Unfortunately while Microsoft may be addressing one update headache, it’s also running into a new one. According to a new support document, the May 2019 Update won’t install if you have an external USB device or SD memory card attached to your PC at the time. That, Microsoft says, is down to how drives are reassigned.
“Inappropriate drive reassignment can occur on eligible computers that have an external USB device or SD memory card attached during the installation of the May 2019 update,” Microsoft explains. “For this reason, these computers are currently blocked from receiving the May 2019 Update.”
For example, if you had a USB drive plugged into a port while you installed the May 2019 Update, that drive might be mapped to “G:” to begin with. After the update, however, it could have its mapping changed, to “H:” or something else. As a result, Microsoft has opted to block the update altogether.
What’s likely to cause confusion, however, is Microsoft’s error message. Although this new support document is clear about the issue the May 2019 Update faces when removable storage is present, the dialog the company warns users to expect isn’t. Instead, all it says amounts to “This PC can’t upgraded to Windows 10,” and suggests that there’s “hardware that isn’t ready for this version” of the OS.

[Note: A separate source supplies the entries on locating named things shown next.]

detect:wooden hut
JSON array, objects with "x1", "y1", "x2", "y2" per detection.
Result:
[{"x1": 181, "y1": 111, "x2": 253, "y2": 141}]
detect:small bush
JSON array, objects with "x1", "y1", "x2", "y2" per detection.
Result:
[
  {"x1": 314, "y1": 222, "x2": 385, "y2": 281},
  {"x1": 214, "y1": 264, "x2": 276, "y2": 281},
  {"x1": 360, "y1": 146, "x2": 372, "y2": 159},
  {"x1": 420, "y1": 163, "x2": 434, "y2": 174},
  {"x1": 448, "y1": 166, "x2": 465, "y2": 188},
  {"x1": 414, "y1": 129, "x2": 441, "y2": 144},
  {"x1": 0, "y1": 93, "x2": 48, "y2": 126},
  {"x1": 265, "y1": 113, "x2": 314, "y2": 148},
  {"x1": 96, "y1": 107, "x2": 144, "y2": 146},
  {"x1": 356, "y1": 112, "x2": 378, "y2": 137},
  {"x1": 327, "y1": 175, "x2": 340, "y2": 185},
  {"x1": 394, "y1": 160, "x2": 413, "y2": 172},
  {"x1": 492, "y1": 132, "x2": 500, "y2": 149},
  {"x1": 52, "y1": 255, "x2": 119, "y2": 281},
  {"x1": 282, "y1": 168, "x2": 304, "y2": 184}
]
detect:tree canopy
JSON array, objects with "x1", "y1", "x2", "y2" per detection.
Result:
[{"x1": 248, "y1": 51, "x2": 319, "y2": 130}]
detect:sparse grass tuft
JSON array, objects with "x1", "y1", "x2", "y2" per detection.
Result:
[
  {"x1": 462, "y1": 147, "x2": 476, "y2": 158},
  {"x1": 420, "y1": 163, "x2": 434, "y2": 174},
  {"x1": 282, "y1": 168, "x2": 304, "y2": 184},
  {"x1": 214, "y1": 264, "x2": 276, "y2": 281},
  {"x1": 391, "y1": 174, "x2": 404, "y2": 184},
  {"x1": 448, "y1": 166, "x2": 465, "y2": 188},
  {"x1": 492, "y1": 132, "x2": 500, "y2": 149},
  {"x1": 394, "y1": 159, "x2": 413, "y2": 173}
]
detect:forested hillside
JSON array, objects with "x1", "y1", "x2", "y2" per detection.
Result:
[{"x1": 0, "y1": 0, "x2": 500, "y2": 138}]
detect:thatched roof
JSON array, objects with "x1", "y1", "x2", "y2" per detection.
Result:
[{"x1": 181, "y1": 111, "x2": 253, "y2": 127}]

The workaround is fairly straightforward: unplug any USB drives or other devices, and take out any SD cards. Slightly ominously, though, that still might not leave you entirely safe from the May 2019 Update error. “The drive reassignment is not limited to removable drives,” Microsoft warns. “Internal hard drives can also be affected.”

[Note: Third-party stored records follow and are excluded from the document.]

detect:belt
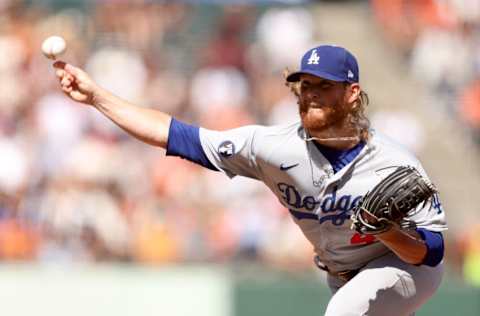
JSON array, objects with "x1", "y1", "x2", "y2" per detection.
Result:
[{"x1": 313, "y1": 256, "x2": 360, "y2": 282}]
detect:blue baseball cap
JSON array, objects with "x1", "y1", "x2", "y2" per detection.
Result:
[{"x1": 287, "y1": 45, "x2": 359, "y2": 83}]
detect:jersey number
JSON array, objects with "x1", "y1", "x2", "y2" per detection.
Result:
[{"x1": 350, "y1": 233, "x2": 375, "y2": 245}]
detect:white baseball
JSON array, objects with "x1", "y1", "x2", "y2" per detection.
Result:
[{"x1": 42, "y1": 36, "x2": 67, "y2": 59}]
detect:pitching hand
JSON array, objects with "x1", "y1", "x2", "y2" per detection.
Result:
[{"x1": 53, "y1": 61, "x2": 100, "y2": 105}]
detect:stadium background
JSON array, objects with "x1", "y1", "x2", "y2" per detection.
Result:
[{"x1": 0, "y1": 0, "x2": 480, "y2": 316}]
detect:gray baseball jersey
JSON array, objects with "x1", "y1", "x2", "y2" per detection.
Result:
[{"x1": 200, "y1": 122, "x2": 446, "y2": 271}]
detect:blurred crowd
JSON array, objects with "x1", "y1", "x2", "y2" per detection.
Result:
[
  {"x1": 371, "y1": 0, "x2": 480, "y2": 145},
  {"x1": 0, "y1": 0, "x2": 480, "y2": 286},
  {"x1": 0, "y1": 1, "x2": 313, "y2": 266},
  {"x1": 370, "y1": 0, "x2": 480, "y2": 286}
]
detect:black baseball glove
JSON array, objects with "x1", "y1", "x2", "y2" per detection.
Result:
[{"x1": 351, "y1": 166, "x2": 436, "y2": 235}]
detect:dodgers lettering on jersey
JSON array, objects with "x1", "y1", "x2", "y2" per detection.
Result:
[{"x1": 200, "y1": 122, "x2": 446, "y2": 271}]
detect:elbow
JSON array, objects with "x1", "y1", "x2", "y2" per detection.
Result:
[{"x1": 412, "y1": 228, "x2": 445, "y2": 267}]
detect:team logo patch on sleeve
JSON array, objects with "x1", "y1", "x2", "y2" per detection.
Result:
[{"x1": 218, "y1": 140, "x2": 235, "y2": 158}]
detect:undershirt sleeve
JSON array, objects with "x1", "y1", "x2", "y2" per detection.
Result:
[
  {"x1": 166, "y1": 117, "x2": 219, "y2": 171},
  {"x1": 417, "y1": 228, "x2": 445, "y2": 267}
]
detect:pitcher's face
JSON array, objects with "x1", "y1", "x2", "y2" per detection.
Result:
[{"x1": 299, "y1": 74, "x2": 358, "y2": 132}]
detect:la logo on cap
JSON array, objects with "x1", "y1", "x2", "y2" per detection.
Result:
[{"x1": 307, "y1": 49, "x2": 320, "y2": 65}]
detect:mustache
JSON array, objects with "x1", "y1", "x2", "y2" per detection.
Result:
[{"x1": 298, "y1": 101, "x2": 325, "y2": 111}]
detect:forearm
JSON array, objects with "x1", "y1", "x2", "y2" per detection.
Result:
[
  {"x1": 93, "y1": 90, "x2": 171, "y2": 148},
  {"x1": 376, "y1": 227, "x2": 428, "y2": 264}
]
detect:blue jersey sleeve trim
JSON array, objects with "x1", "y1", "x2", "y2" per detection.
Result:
[
  {"x1": 167, "y1": 117, "x2": 219, "y2": 171},
  {"x1": 417, "y1": 228, "x2": 445, "y2": 267}
]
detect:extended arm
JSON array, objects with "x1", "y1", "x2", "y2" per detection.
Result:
[{"x1": 54, "y1": 62, "x2": 171, "y2": 148}]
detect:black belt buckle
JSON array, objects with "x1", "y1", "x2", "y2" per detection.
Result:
[
  {"x1": 333, "y1": 270, "x2": 359, "y2": 282},
  {"x1": 313, "y1": 256, "x2": 360, "y2": 282}
]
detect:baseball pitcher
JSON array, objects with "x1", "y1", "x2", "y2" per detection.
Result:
[{"x1": 54, "y1": 45, "x2": 446, "y2": 316}]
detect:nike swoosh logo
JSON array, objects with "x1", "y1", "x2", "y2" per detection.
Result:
[{"x1": 280, "y1": 163, "x2": 299, "y2": 171}]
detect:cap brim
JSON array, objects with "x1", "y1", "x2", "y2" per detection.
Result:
[{"x1": 286, "y1": 70, "x2": 345, "y2": 82}]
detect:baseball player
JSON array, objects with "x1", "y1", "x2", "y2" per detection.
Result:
[{"x1": 54, "y1": 45, "x2": 446, "y2": 316}]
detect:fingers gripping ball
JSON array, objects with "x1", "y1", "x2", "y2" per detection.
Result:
[
  {"x1": 351, "y1": 166, "x2": 436, "y2": 235},
  {"x1": 42, "y1": 36, "x2": 67, "y2": 59}
]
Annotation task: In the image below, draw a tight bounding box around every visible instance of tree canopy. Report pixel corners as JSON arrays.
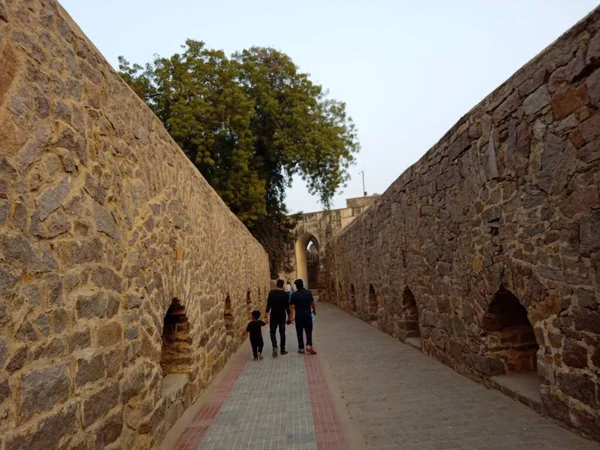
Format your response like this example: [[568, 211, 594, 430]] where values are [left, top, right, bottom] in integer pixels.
[[119, 40, 359, 276]]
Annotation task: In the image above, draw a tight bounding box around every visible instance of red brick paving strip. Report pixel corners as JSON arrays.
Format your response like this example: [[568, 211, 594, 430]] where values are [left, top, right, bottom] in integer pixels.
[[172, 353, 248, 450], [304, 356, 346, 450]]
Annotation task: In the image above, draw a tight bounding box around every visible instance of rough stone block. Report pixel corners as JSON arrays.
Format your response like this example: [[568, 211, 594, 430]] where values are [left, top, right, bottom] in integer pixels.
[[6, 405, 77, 450], [96, 322, 123, 347], [19, 364, 71, 422], [75, 354, 106, 388], [83, 382, 120, 428]]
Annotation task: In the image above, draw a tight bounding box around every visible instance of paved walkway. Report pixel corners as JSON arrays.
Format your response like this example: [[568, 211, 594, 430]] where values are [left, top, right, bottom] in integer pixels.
[[165, 304, 600, 450]]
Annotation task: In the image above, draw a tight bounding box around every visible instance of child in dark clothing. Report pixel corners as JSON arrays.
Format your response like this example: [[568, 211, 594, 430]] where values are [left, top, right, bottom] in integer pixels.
[[243, 311, 269, 361]]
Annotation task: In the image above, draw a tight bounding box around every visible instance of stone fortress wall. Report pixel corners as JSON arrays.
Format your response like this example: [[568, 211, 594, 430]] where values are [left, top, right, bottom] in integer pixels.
[[0, 0, 269, 450], [320, 9, 600, 439]]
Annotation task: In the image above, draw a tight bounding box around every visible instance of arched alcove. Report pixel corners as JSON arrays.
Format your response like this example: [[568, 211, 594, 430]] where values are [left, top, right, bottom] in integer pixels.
[[223, 294, 234, 337], [482, 289, 539, 374], [295, 233, 320, 290], [402, 286, 421, 338], [369, 284, 379, 321], [160, 299, 192, 376], [350, 283, 356, 312]]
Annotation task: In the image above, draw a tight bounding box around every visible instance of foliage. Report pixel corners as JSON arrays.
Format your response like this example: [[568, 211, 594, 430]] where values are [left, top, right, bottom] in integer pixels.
[[119, 40, 359, 275]]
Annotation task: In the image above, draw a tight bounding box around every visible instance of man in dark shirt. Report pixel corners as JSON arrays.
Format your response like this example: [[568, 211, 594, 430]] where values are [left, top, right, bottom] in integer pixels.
[[267, 280, 290, 358], [290, 280, 317, 355]]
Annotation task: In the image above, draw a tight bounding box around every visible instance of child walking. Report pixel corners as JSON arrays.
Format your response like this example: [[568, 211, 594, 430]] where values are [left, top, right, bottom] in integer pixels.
[[243, 310, 269, 361]]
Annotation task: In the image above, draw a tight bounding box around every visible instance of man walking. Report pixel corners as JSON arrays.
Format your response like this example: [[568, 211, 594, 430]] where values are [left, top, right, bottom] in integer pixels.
[[290, 280, 317, 355], [267, 280, 290, 358]]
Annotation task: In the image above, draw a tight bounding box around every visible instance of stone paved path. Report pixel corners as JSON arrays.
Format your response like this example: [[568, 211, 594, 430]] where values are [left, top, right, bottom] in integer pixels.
[[315, 304, 600, 450], [166, 304, 600, 450]]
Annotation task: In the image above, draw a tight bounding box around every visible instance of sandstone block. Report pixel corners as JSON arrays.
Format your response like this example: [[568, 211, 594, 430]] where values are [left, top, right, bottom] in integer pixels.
[[19, 364, 71, 422], [552, 84, 589, 120], [96, 412, 123, 450], [557, 373, 599, 408], [563, 339, 588, 369], [76, 292, 107, 319], [585, 33, 600, 64], [465, 355, 506, 376], [579, 209, 600, 255], [37, 176, 71, 221], [523, 86, 550, 115], [97, 322, 123, 347], [6, 405, 77, 450], [83, 382, 120, 428], [67, 330, 92, 353], [75, 354, 105, 388]]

The good news is that Microsoft is working on a fix. The bad, however, is that it won’t be ready until “a future servicing update” for the OS. If you’re a Windows Insider, Microsoft says you can expect a fix from build 18877 on.
Ironically, one of the upcoming changes to Windows 10 address USB devices specifically – or, more accurately, when you’re okay to unplug them. Rather than having to first eject the drive and wait for the “it’s safe to remove” message, the OS will allow you to unplug with a Quick Removal mode without ill-effect on data.